CDS 3.5 Powered by Apache Spark Overview

Apache Spark is a general framework for distributed computing that offers high performance for both batch and interactive processing. It exposes APIs for Java, Python, and Scala. This document describes CDS 3.5 Powered by Apache Spark. CDS (Cloudera Distribution of Spark) enables you to install and evaluate the features of Apache Spark 3 without upgrading your CDP Private Cloud Base cluster.

For detailed API information, see the Apache Spark project site.

CDS 3.5 Powered by Apache Spark is an add-on service for CDP Private Cloud Base, distributed as a parcel and the Cloudera Service Descriptor file is available in Cloudera Manager for CDP 7.1.9.

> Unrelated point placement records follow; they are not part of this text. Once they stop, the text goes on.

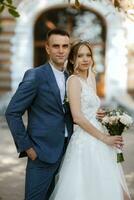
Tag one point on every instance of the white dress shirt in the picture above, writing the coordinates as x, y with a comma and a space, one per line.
60, 79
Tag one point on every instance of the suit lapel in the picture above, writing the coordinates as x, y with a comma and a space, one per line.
53, 84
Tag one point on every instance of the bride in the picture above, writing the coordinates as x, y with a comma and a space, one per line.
89, 170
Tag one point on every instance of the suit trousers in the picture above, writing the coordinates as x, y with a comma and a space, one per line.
40, 178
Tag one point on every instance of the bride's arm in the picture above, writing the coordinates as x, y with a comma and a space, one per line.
74, 91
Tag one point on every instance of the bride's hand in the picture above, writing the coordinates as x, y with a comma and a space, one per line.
116, 141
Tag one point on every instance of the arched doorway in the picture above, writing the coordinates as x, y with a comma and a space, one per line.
85, 24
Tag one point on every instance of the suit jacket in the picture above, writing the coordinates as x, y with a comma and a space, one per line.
39, 95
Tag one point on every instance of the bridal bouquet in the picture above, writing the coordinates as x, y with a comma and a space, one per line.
116, 121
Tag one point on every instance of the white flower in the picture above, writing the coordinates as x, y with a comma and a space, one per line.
113, 119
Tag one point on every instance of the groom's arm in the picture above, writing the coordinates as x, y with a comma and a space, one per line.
20, 102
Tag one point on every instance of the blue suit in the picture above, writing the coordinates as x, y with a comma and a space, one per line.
39, 95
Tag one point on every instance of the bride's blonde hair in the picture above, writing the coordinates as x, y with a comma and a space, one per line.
71, 65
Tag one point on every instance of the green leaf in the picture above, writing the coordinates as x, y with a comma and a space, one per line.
14, 13
9, 1
77, 4
2, 8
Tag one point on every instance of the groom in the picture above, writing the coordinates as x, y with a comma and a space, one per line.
41, 93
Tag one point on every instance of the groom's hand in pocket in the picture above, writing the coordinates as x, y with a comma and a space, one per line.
31, 153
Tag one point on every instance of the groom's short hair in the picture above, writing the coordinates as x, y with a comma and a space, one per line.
57, 31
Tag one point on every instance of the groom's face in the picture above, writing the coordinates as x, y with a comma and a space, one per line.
58, 47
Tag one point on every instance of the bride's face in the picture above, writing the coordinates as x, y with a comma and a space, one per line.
84, 58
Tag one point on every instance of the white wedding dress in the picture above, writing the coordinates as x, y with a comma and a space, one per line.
89, 170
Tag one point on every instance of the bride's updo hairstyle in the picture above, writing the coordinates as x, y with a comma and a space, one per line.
71, 65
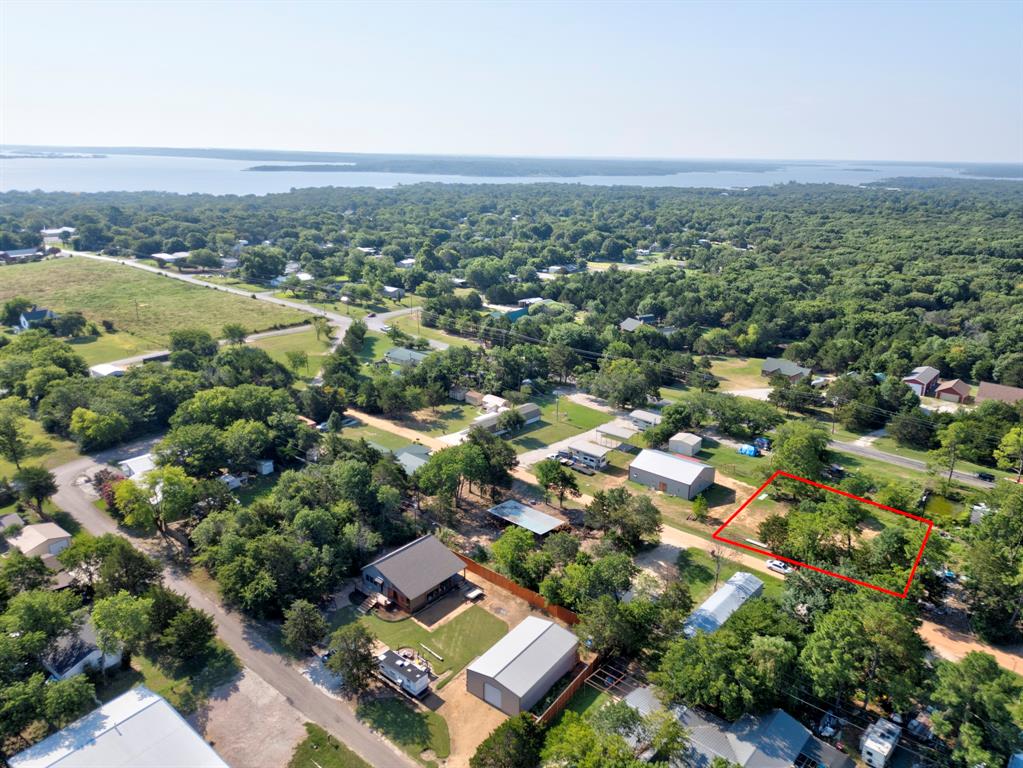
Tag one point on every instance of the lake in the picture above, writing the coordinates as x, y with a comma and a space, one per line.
185, 175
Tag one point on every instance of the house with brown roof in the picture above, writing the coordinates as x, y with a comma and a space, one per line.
415, 575
955, 391
1002, 393
923, 379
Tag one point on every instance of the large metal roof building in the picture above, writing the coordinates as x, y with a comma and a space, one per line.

On CDP Private Cloud Base, a Spark 3 service can coexist with the existing Spark 2 service. The configurations of the two services do not conflict and both services use the same YARN service. The port of the Spark History Server is 18088 for Spark 2 and 18089 for Spark 3.

CDS 3.5 for GPUs

The RAPIDS Accelerator for Apache Spark is not supported with CDS 3.5.

Unsupported connectors

This release does not support the following connectors:

SparkR

Unsupported Features

This release does not support the following feature:

Hudi
Push-based shuffle
The use of Iceberg tables is not supported in Spark Streaming
Read/Write operations to a Hive bucketed table is unsupported
Spark RAPIDS
Spark Connect
The HBase Connector's Atlas lineage generation is not supported in the Spark-Atlas Connector
The Hive Warehouse Connector's Atlas lineage generation is not supported in the Spark-Atlas Connector
Atlas lineage is not captured for MERGE INTO operations on Iceberg tables

Limitations of Spark in CDP

Limitations of Spark (in comparison to Apache Spark 3.5) in CDP are described below:

spark.sql.orc.compression.codec config doesn't accept zsdt value.